In making the extradition request, the office of the AGF cited Section 2 (2) of Nigeria’s Extradition Act, CAP E25, Laws of the Federation of Nigeria, 2004, and the London Scheme of Extradition within the Commonwealth otherwise known as “The Scheme,” a multilateral treaty which governs extradition between the United Kingdom and Nigeria.
‘The EFCC established a prima facie case against Allison-Madueke in a letter to the office of the AGF, after which a magistrate was ordered to issue a warrant of arrest. The certified true copy of the warrant of arrest was then attached to the extradition request written to the UK government by the AGF on the orders of the President,” a source in the Justice Ministry noted.
However, it was further revealed that the delay in Allison-Madueke’s extradition to Nigeria from the UK was due to an ongoing internal review of the request by the UK authorities.
‘It is true that the AGF has submitted a warrant of arrest and written to the UK government for Diezani’s extradition to Nigeria, but extradition processes are usually cumbersome as it is subject to the approval of the recipient country. Nigeria has made its request, but the UK has to subject it to their laws, and other international institutional bottlenecks that are in place in the UK.

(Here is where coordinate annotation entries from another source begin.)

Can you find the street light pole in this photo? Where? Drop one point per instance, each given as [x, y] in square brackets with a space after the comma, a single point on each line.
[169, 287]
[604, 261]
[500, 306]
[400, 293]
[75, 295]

‘So, it is the UK that’ll determine how fast Diezani will be returned to Nigeria,’ another top Federal Government source told newsmen.
The commission further revealed that the money laundering charges for which Alison-Madueke is answerable to the EFCC, covered jurisdictions in Dubai, the United Arab Emirates, the United Kingdom, the United States of America, and Nigeria.
In August, the UK’s National Crime Agency said it suspected Alison-Madueke had accepted bribes in return for awarding multi-million-pound oil and gas contracts.
A Federal Government source who spoke with our correspondent on the condition of anonymity had revealed that an informal interagency collaboration between the EFCC and the UK’s NCA was part of what led to the ongoing trial of Alison-Madueke at the Westminster Magistrates’ Court in London.
The EFCC alleged that the former minister in the administration of former President Goodluck Jonathan from 2010 to 2015 stole $2.5bn from the Nigerian government while she was a minister.
In January 2023, Alison-Madueke asked the Federal High Court in Abuja to vacate an order granted to the Economic and Financial Crimes Commission for final forfeiture of her seized assets.